The number of Diaspora* users right now is small (about 300,000 world wide) but a project that I think is worth supporting.

 

Ripple

"Open sign-ups are closed at this time," radiorahim..

radiorahim radiorahim's picture

Here is the list of Diaspora* pod servers.

Diaspora* is a federated social network of peer servers.   There is no central server that controls everything the way Facebook or Google+ does.

 

Unionist

How do you convince your friends to join and post?

radiorahim radiorahim's picture

Quote:
How do you convince your friends to join and post?

I don't have any magic answer to that question.

I've maybe convinced about 10% of my FB friends to at least create accounts on Diaspora*

Anyway, in one of his recent speeches (I'll find it somewhere)  Cory Doctorow explained that moving away from data mining services is alot like trying to give up smoking (or any other vices that one might have).   It's not going to kill you tomorrow.   Otherwise everyone would quit.  In the meantime our online vices feel kind of good and we voluntarily allow the data miners to collect massive amounts of personal info about us.

Doctorow said that he needed a reason other than health reasons to give up smoking...so he decided to buy himself a new laptop every year with the money he saved.

So I guess perhaps the key to getting folks to move away from the data miners is to find reasons other than protecting our personal privacy to make the move to privacy respecting things.

One of my free software activist "gurus" (Eben Moglen of the Software Freedom Law Centre) has talked about how the data mining business has become one of the major activities of 21st century North American capitalism since we manufacture very little in this part of the world anymore.

I also find it interesting that the biggest (so far) political crisis in Canada has involved the ruling party's manipulation of data collected through data mining activities.

And what I find even funnier, is folks posting on Facebook about the Conservative Party's election data mining software.   As Bart Simpson would say "Duh".

jas

jas wrote:

I guess my worry is that if Google is moving towards less transparency in what data they collect and how they use it, then who's to say there isn't something built into Chrome that also collects data?
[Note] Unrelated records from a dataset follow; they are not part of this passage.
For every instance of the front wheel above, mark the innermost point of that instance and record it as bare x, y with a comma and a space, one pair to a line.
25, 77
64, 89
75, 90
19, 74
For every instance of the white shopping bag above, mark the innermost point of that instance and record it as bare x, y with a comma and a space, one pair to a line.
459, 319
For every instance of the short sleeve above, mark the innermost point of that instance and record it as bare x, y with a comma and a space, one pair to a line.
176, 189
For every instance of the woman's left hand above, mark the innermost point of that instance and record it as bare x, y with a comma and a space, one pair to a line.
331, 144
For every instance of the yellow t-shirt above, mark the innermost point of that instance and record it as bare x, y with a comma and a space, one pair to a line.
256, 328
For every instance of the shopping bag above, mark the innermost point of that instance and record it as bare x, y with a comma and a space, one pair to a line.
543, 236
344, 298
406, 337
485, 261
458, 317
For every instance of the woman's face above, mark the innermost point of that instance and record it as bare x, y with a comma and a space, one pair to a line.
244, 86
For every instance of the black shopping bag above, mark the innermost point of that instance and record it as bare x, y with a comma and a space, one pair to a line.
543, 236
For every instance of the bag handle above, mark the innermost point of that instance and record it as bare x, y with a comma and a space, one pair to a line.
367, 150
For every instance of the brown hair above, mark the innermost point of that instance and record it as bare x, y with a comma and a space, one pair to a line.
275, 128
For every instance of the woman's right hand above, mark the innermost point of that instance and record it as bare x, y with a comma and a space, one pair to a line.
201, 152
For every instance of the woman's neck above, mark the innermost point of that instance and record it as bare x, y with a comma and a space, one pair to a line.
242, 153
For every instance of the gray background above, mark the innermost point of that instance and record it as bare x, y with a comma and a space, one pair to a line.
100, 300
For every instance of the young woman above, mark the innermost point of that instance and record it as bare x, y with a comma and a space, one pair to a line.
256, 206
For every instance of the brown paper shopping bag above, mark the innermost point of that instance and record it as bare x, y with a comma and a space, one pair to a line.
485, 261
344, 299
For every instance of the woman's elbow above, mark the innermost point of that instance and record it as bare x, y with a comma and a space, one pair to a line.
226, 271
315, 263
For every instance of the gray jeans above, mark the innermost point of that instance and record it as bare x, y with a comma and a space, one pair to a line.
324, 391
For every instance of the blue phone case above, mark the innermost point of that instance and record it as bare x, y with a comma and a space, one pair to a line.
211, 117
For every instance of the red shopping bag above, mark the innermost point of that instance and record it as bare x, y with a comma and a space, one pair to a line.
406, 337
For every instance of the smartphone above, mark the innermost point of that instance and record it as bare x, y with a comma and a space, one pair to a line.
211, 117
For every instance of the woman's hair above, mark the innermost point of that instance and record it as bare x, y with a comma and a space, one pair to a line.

Especially if you have a Google account. Eg: maybe you think you're signed out, but because you're in Chrome, there's some additional level in the software that still recognizes you. ?

In fact, I do notice that even when I'm signed out of my Gmail or any other Google account, even when I've cleared all my cookies and browsing history, somehow, when I go into Youtube, Chrome still knows what videos I've already watched. So it is collecting data by IP address it would seem - or more specifically by my computer address. Does anyone know?

Not sure if all browsers do this - I'll give it a test, but I don't think so.